陈栋淡淡地扫了我一眼后进了门,没了陈栋高大的身影的阻挡,我看到了紧跟在他身后的叔叔阿姨。我随着他们的脚步站了起来。

我甜而响亮的问好声在阿姨那里很受用,阿姨笑着夸我:“这不是小雪吗?上了大学变漂亮了,嘴巴也还是和以前一样甜。”女人一向经不起夸,尤其是在长相方面。我还记得自己那时候的样子,蓄起了长发,不同于以往,甚至一本正经地穿上了裙子。

在我毫不吝啬地笑着露出整口白牙时,陈灵姐突然开口询问已经整理好东西的陈栋:“晚上去吃饭,去不去?”

“都有谁?”陈栋问。

陈灵姐努努嘴,指指自己,又指指我和我姐:“就我们几个。”

出乎意料之外,陈栋竟然答应了下来。那顿饭对于我来说的确有些尴尬,陈灵姐和她男朋友,我和我姐,以及初次见面的陈栋。更为尴尬的是,陈栋坐在了我的对面。

一岁一个代沟,和我有五个代沟的陈栋坐在我的对面,没有和我说一句话。我从一堆食物里抬起头看了他一眼。他斜靠着椅背,微微跷起一条长腿,面色平静地喝着酒,视线却飘忽不定,就好像他人根本不在这里。我并没有主动搭话,而是埋头自顾自地往嘴里塞吃的。
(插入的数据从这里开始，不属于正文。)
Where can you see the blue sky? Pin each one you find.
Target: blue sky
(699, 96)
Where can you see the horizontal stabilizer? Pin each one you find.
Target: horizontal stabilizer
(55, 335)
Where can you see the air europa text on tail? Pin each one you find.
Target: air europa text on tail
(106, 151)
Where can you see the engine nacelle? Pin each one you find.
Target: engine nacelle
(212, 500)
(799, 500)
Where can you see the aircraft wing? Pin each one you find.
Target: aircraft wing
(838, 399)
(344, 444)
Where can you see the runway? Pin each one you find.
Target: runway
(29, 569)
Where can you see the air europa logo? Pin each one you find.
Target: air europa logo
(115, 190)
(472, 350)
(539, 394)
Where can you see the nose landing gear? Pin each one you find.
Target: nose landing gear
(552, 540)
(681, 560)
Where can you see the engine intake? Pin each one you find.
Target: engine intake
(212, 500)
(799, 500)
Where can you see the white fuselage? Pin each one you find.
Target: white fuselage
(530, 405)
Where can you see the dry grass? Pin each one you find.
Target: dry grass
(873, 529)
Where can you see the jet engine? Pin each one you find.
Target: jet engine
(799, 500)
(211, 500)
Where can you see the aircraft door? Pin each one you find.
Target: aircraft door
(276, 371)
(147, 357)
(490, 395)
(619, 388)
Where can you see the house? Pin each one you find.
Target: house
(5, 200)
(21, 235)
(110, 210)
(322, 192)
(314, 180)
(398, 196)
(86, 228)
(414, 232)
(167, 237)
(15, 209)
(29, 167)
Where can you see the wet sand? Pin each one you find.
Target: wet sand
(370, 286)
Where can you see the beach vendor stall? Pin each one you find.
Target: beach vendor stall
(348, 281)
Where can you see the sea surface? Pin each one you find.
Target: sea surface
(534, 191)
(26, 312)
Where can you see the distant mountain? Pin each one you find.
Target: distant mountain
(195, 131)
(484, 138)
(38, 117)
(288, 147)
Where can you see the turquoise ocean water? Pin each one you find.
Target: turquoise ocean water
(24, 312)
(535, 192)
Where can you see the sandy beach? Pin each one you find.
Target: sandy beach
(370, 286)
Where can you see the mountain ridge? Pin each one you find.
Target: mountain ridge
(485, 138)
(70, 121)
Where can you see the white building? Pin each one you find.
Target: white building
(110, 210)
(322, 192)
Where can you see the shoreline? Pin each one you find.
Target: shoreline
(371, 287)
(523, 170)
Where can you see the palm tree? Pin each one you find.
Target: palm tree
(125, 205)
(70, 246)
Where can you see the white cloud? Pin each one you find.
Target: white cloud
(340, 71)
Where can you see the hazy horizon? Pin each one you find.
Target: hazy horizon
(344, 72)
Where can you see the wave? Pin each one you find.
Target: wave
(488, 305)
是很久以后,我才知道,陈栋的酒量其实一点也不好。只要一沾酒精就会脸红,话多,再多一点就连东西南北都找不到了。

等到我再抬起头时,就看见一张在酒精作用下微微发红的脸。“要不要比比?”他的眼里盛满期待,嘴角轻轻勾起,衬得整张脸温柔又好看。我鬼使神差地点了点头。
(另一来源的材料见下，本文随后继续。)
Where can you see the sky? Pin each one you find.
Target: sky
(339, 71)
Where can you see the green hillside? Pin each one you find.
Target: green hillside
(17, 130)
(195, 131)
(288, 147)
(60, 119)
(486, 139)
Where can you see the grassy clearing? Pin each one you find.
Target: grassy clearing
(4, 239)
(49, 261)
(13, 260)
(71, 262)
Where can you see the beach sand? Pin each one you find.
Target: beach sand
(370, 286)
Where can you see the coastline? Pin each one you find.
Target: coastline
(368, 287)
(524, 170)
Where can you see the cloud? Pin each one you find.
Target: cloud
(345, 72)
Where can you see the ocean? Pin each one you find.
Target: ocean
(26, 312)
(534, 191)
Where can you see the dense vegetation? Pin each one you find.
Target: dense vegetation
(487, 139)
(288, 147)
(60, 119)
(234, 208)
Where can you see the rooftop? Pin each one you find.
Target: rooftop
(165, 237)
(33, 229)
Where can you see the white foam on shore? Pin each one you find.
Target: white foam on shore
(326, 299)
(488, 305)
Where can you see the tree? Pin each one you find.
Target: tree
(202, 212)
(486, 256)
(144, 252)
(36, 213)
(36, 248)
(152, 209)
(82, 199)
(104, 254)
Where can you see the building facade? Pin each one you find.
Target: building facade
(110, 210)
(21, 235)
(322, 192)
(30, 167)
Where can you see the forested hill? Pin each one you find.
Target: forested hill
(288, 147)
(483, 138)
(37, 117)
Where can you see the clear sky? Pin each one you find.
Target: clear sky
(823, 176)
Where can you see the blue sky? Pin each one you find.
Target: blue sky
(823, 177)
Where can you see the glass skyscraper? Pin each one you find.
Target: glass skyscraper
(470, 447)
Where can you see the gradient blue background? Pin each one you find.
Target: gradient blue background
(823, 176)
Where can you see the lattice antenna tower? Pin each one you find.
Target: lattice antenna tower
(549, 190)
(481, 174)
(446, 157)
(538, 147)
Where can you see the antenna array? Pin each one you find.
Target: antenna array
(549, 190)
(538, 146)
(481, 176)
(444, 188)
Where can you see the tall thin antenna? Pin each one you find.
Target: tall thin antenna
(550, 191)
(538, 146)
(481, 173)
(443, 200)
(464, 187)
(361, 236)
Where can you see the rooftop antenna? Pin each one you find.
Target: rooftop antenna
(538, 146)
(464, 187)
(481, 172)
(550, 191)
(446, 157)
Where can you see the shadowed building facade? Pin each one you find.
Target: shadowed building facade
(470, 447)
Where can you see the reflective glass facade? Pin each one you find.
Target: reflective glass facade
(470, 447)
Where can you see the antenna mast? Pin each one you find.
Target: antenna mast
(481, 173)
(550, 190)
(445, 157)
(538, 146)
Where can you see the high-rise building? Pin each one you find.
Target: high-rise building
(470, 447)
我和陈栋坐在烤肉味浓厚而又喧闹无比的自助餐厅里拼吃拼喝,明明都已经到达极限,却非要你吃一口、我吃一口,你喝一口、我喝一口。等到耗尽了所有的体力,我们俩面对面瘫坐在椅子上,摸着鼓起的肚子,还是谁都不肯先服软。

喝过酒的陈栋的脸很红,连细长的脖子都染上了薄薄一层红,狭长的眼睛慵懒地微睁,却是从未见过的亮晶晶,仿佛那里有一条光亮的银河。他一眨不眨地看着我说:“肉团子,下次换我请你吃饭,我们接着比。”我抬了抬下巴,对于我外号里突然多出来的一个字没有发表任何意见,只是眯着眼笑出了嘴角的酒窝:“好啊,等着我吃穷你。”
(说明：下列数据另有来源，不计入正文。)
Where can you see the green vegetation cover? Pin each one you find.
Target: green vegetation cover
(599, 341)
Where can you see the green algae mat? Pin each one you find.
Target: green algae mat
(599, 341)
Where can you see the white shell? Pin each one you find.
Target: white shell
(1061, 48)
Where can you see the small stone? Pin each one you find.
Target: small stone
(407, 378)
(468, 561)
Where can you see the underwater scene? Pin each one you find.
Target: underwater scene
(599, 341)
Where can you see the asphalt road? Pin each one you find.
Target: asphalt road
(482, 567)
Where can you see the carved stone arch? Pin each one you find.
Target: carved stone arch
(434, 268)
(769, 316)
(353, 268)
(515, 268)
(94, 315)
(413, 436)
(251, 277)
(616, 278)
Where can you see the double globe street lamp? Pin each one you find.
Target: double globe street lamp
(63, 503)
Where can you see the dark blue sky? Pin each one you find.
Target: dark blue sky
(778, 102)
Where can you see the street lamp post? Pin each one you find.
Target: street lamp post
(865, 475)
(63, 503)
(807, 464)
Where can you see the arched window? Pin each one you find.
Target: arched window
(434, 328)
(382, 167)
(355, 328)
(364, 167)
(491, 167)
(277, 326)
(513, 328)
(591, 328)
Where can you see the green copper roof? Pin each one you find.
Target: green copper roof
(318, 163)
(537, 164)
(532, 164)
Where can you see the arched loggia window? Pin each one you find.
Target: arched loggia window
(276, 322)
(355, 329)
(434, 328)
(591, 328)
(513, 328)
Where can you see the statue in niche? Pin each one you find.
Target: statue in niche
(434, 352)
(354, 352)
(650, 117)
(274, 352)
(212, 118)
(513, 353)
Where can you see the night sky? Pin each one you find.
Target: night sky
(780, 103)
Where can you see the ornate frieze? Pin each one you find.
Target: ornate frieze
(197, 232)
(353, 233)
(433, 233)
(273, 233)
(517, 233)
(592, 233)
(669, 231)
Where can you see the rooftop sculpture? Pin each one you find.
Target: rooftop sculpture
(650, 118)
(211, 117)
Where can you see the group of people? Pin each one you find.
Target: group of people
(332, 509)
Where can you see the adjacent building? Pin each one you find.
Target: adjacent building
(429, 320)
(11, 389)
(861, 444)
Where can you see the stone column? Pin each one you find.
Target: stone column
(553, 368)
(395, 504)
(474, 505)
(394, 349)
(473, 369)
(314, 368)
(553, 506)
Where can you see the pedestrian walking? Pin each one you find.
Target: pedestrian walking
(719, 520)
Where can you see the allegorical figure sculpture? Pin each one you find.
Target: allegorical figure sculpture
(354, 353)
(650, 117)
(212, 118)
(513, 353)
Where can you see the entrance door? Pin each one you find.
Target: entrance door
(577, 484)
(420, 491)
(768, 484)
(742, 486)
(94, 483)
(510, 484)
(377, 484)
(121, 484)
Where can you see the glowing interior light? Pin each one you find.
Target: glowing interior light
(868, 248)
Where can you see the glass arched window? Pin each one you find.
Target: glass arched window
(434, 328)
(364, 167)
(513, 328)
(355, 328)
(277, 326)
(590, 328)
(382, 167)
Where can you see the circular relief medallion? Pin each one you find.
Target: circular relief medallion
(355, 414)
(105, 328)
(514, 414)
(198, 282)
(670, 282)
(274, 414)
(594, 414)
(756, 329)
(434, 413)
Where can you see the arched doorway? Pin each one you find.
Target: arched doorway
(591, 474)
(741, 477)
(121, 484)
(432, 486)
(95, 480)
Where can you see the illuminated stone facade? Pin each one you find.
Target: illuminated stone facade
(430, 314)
我揉着发胀的肚子,微微侧过头去,看到了座位周围一圈洁净到可以当镜子的铜片里的自己。没有喝酒,脸却有点红,从单薄的面皮下传来的阵阵温度无比清晰,可惜,没有风。

因为一顿饭,我和陈栋一拍即合,成了酒肉朋友。不太准确的称呼,可偏偏我和他每次的谈话都中了吃喝玩乐的魔咒。

国庆节的小长假,我姐在医院忙得像个陀螺,甚至找不到一丝多余的空隙来照顾我,而陈栋的电话适时地解救了我。

“肉团子,带你去一个好玩的地方,去不去?”隔着电波,陈棟声音里的兴奋直接溢了出来。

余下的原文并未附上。